The Dorje Shugden Debate, Part II
Shugden controversy. You have once again proved your commitment to open dialogue and fearlessness and have raised the controversy to the level of an honest debate—a time-honored tradition of settling disputes in Tibetan Buddhism.
Within the debate, we must ask the question: Are Tibetan Buddhism and the Tibetan political cause inseparable? As Buddhists in the Tibetan tradition, are we automatically conscripts, willing or otherwise, in the Dalai Lama’s political battle? Where is the line drawn between our loyalty to Buddha and our loyalty to the worldly political goals of the Tibetan government-in-exile?
This tug-of-war between spirituality and politics is reflected in the dual roles of the Dalai Lama himself. Is he a spiritual leader or a politician? True, it has been in his interest to blur the distinction, but no leader is immune to the tyranny that inevitably results. The Dalai Lama is making spiritual decisions to address political concerns. The “unity” of the Tibetan people is illusory, at best, if it is achieved through religious oppression, documented intimidation, and spiritual degradation.Where, in the maturing process of the American Buddhist movement, do we infuse the wisdom of “separating of church and state”?
I go for refuge to the Three Jewels daily, try to cultivate a peaceful mind, and dedicate this precious human life to benefit others, but I have a powerful and helpful protector who is currently out of favor with those in power. If this type of authority continues to be wielded, causing harm to Western practitioners, all students of Tibetan Buddhism must ask themselves: Am I next? Is my beloved practice the next one to be sacrificed on the “altar” of worldly political aims?
You have done well to bring to light the Dorje Shugden situation. Certainly His Holiness The Dalai Lama should be supported by all Buddhist groups for his ban on Shugden worship. This is important not only for Tibetan Buddhism but also for the future of all Buddhism in the West. The practice of “life entrustment” in any deity is not Buddhism and should not be supported as such. To quote Buddhadasa Bhikkhu, “If we take those things that agree with our defilements rather than let ourselves be guided by mindfulness and wisdom, then spiritual life becomes a matter of superstition, of rites and rituals, and of making merit by rote or to insure against some kind of fear, and there is no contact with real Buddhism.”

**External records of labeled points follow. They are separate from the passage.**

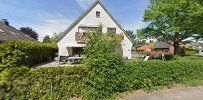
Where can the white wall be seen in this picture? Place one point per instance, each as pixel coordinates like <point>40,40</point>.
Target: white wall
<point>90,19</point>
<point>201,52</point>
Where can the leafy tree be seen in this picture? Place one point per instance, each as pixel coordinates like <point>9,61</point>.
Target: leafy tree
<point>173,20</point>
<point>47,39</point>
<point>132,36</point>
<point>105,66</point>
<point>29,31</point>
<point>55,37</point>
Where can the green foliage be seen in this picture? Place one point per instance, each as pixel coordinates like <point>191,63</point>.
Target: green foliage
<point>168,57</point>
<point>151,74</point>
<point>173,20</point>
<point>99,83</point>
<point>23,83</point>
<point>132,36</point>
<point>191,51</point>
<point>21,53</point>
<point>105,66</point>
<point>47,39</point>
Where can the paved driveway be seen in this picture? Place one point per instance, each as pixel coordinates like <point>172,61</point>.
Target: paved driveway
<point>189,93</point>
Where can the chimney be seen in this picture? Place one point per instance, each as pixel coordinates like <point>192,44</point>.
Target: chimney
<point>5,22</point>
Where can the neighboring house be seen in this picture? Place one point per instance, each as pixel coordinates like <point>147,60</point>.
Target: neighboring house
<point>163,47</point>
<point>73,39</point>
<point>146,48</point>
<point>201,49</point>
<point>9,33</point>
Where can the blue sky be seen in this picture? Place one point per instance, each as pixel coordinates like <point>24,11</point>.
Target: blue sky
<point>49,16</point>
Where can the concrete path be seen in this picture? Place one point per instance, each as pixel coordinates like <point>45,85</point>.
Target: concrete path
<point>189,93</point>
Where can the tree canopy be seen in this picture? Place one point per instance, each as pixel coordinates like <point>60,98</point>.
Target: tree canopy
<point>47,39</point>
<point>173,20</point>
<point>30,32</point>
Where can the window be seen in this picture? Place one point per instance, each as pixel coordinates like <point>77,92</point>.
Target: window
<point>111,30</point>
<point>98,14</point>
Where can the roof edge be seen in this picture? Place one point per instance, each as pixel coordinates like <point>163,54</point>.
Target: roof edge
<point>85,13</point>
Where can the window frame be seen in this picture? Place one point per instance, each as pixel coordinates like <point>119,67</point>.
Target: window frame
<point>98,14</point>
<point>111,29</point>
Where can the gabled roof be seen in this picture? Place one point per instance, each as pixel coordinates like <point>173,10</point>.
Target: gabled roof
<point>85,13</point>
<point>145,47</point>
<point>9,33</point>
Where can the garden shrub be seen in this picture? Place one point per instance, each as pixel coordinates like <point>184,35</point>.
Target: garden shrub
<point>22,83</point>
<point>168,57</point>
<point>21,53</point>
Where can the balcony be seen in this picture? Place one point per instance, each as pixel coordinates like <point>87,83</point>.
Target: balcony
<point>80,37</point>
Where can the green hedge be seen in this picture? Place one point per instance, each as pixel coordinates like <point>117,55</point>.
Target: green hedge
<point>22,83</point>
<point>21,53</point>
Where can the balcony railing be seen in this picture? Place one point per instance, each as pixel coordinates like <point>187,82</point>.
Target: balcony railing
<point>80,37</point>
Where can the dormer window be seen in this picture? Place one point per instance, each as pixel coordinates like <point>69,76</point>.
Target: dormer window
<point>97,14</point>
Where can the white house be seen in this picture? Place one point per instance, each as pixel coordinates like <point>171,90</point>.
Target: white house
<point>71,42</point>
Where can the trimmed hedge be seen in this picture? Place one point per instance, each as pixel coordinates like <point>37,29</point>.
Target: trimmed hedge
<point>22,83</point>
<point>67,82</point>
<point>21,53</point>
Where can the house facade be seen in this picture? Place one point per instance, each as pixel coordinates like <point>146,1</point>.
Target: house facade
<point>72,41</point>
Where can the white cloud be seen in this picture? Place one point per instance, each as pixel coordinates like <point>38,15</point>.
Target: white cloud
<point>51,23</point>
<point>84,4</point>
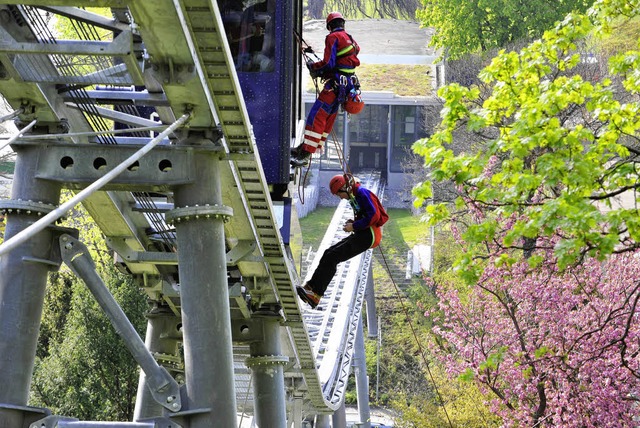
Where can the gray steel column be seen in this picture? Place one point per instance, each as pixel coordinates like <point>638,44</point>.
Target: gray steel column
<point>323,421</point>
<point>339,418</point>
<point>162,337</point>
<point>208,352</point>
<point>23,279</point>
<point>266,364</point>
<point>362,381</point>
<point>370,299</point>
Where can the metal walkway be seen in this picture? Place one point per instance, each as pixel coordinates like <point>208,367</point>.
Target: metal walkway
<point>66,86</point>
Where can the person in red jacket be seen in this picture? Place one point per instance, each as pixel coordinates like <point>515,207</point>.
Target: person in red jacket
<point>337,70</point>
<point>369,216</point>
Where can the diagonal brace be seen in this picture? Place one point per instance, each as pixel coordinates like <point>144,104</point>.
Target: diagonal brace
<point>164,389</point>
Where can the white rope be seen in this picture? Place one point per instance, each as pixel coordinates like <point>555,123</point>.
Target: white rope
<point>11,115</point>
<point>54,215</point>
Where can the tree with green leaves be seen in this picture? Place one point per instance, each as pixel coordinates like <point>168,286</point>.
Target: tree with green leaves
<point>464,26</point>
<point>556,154</point>
<point>83,368</point>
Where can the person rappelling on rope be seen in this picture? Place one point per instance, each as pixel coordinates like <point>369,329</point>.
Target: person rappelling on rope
<point>365,231</point>
<point>341,87</point>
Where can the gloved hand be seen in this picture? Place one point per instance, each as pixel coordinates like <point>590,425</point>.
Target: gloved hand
<point>312,71</point>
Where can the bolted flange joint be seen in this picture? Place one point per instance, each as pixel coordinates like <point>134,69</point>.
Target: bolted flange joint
<point>198,212</point>
<point>18,206</point>
<point>267,360</point>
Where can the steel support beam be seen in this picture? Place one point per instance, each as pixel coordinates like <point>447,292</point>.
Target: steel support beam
<point>266,364</point>
<point>23,279</point>
<point>199,219</point>
<point>339,418</point>
<point>163,334</point>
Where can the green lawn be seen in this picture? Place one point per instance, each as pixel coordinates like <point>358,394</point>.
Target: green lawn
<point>402,228</point>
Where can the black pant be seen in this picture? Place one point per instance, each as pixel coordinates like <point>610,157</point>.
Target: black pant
<point>350,246</point>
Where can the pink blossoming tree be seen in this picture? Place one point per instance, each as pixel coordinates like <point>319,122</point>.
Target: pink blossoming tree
<point>549,348</point>
<point>547,212</point>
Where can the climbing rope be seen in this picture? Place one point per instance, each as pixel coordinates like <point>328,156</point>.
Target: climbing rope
<point>415,336</point>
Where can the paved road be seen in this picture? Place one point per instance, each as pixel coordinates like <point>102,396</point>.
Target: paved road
<point>384,39</point>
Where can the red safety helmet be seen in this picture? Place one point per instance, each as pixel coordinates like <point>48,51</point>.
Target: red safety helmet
<point>353,104</point>
<point>336,183</point>
<point>332,16</point>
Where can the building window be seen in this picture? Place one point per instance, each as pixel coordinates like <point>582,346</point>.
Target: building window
<point>370,126</point>
<point>250,33</point>
<point>407,126</point>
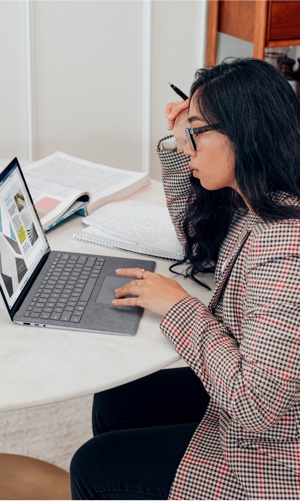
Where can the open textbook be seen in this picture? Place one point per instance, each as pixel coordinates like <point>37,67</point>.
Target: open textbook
<point>134,226</point>
<point>61,185</point>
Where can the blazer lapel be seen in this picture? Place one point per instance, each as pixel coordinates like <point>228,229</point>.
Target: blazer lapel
<point>227,268</point>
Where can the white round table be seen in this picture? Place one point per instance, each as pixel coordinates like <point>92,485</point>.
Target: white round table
<point>40,366</point>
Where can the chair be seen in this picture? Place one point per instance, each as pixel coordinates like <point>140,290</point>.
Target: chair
<point>28,478</point>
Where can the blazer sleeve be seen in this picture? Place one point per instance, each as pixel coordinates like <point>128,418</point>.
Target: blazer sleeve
<point>176,183</point>
<point>258,381</point>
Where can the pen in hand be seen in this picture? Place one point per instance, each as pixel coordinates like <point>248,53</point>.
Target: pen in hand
<point>179,92</point>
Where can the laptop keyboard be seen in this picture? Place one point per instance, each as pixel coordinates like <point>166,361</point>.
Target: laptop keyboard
<point>64,293</point>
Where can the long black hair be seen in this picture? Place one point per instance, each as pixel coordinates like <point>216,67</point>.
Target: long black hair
<point>257,109</point>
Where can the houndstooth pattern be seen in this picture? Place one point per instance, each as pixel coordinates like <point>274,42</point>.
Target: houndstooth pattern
<point>245,347</point>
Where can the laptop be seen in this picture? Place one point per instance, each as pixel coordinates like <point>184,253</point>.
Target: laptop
<point>56,289</point>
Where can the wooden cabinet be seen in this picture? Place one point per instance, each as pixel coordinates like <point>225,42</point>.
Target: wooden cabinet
<point>265,23</point>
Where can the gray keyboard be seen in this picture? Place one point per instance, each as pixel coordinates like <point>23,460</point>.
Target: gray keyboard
<point>66,288</point>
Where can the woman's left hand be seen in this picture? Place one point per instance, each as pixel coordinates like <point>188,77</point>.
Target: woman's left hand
<point>151,290</point>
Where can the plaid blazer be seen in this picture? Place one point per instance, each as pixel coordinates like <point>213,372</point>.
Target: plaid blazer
<point>245,348</point>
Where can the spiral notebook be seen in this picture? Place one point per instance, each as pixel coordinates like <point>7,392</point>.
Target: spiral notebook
<point>133,226</point>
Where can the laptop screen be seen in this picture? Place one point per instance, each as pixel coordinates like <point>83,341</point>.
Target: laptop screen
<point>22,240</point>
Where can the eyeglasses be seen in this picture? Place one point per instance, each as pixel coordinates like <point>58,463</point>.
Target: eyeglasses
<point>191,133</point>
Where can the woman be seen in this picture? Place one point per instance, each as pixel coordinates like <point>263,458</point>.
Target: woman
<point>233,192</point>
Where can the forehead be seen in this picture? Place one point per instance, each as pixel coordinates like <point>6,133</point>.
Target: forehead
<point>194,113</point>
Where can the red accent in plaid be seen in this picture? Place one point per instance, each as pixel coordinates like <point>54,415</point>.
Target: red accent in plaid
<point>246,348</point>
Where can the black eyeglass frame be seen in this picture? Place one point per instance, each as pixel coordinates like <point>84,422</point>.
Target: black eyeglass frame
<point>190,133</point>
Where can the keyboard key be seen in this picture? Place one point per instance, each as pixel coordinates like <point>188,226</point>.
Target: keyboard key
<point>88,289</point>
<point>75,319</point>
<point>45,315</point>
<point>55,316</point>
<point>66,315</point>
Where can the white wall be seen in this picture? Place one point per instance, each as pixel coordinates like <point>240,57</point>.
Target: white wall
<point>90,77</point>
<point>97,72</point>
<point>13,104</point>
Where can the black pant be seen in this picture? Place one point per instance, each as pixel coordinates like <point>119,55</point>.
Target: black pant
<point>142,430</point>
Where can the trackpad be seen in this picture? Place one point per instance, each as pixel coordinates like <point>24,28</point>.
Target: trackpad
<point>107,292</point>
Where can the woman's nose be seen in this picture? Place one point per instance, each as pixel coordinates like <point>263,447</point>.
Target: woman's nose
<point>188,150</point>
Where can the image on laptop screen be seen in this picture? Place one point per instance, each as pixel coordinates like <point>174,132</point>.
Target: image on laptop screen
<point>22,241</point>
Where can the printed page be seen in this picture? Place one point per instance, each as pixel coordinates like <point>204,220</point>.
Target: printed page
<point>140,223</point>
<point>102,183</point>
<point>51,199</point>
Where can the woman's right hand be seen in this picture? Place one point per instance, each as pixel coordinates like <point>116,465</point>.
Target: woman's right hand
<point>177,115</point>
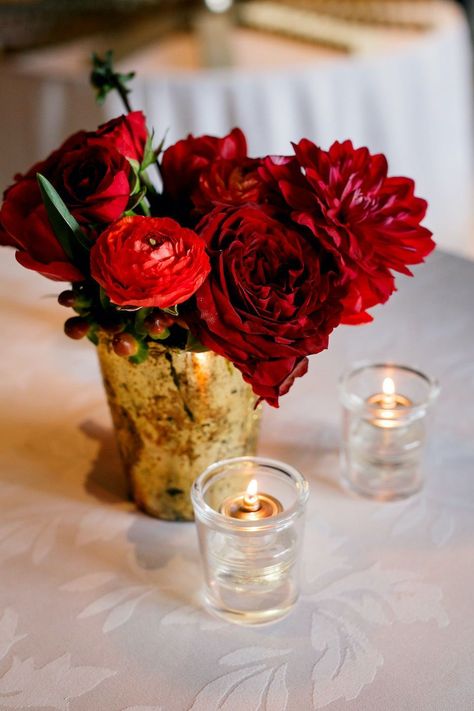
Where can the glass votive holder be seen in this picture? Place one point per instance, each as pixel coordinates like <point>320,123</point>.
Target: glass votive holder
<point>385,410</point>
<point>250,562</point>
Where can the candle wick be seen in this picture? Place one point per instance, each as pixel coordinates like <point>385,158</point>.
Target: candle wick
<point>251,502</point>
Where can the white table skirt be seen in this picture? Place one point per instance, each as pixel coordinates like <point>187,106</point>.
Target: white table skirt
<point>411,101</point>
<point>99,604</point>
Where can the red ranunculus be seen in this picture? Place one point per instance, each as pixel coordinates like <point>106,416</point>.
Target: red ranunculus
<point>271,298</point>
<point>370,222</point>
<point>91,173</point>
<point>149,261</point>
<point>128,134</point>
<point>184,162</point>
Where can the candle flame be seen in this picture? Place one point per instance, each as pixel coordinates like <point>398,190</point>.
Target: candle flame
<point>252,489</point>
<point>388,387</point>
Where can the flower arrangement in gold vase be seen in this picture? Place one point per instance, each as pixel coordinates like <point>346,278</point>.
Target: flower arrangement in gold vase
<point>206,287</point>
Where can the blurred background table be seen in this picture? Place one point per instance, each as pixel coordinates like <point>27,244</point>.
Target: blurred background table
<point>397,85</point>
<point>99,604</point>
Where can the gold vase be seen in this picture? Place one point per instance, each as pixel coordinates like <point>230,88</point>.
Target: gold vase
<point>175,414</point>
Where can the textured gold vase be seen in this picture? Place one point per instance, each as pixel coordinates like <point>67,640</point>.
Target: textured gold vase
<point>174,414</point>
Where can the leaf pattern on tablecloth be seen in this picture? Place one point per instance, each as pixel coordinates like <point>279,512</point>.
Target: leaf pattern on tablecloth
<point>53,685</point>
<point>8,631</point>
<point>121,601</point>
<point>259,685</point>
<point>36,529</point>
<point>346,610</point>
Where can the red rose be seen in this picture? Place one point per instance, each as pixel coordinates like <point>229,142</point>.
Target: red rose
<point>270,299</point>
<point>128,135</point>
<point>370,222</point>
<point>149,261</point>
<point>228,182</point>
<point>91,173</point>
<point>184,162</point>
<point>25,226</point>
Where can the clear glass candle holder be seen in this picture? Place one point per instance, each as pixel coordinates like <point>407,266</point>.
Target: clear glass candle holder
<point>250,566</point>
<point>385,409</point>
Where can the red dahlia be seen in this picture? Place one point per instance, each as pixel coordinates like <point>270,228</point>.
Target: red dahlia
<point>369,221</point>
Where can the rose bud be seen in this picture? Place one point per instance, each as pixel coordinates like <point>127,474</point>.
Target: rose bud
<point>76,327</point>
<point>125,345</point>
<point>67,298</point>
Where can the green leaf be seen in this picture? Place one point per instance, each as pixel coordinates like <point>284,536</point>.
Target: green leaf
<point>171,310</point>
<point>161,145</point>
<point>137,200</point>
<point>194,345</point>
<point>149,155</point>
<point>161,336</point>
<point>93,335</point>
<point>140,317</point>
<point>104,78</point>
<point>65,227</point>
<point>142,354</point>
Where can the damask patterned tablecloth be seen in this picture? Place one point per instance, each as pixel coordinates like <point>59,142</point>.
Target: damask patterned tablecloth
<point>99,604</point>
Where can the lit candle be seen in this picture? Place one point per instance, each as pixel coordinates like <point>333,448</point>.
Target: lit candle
<point>390,404</point>
<point>251,505</point>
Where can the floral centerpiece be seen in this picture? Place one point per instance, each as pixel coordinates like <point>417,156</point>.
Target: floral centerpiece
<point>254,260</point>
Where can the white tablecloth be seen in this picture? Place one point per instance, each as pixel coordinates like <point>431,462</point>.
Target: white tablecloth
<point>410,98</point>
<point>99,604</point>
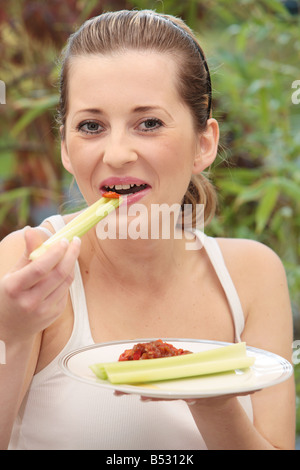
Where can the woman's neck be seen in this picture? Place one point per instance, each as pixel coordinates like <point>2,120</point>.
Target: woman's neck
<point>142,263</point>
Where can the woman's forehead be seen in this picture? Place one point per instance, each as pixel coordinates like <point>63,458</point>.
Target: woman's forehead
<point>133,75</point>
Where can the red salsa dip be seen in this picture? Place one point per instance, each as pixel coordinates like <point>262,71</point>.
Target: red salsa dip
<point>151,350</point>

Buddhism has no need of protectors; it either stands or falls by the truth of the Buddha’s teachings alone, and for those teachings one takes refuge in the Triple Gem. Great teachers can make mistakes. Greater teachers can give them up.
John A. Perks
Washington, D. C.
I greatly appreciated Stephen Batchelor’s account of the background of the Dorje Shugden feud. It set the current controversy in a historical context, about which I and, I’m sure, many others were largely ignorant. Unfortunately, this is a fight in which both sides have suffered, and it is hard for me to believe that any of the players have acted wisely. The only people who may draw any comfort from what is happening are members of the Chinese government.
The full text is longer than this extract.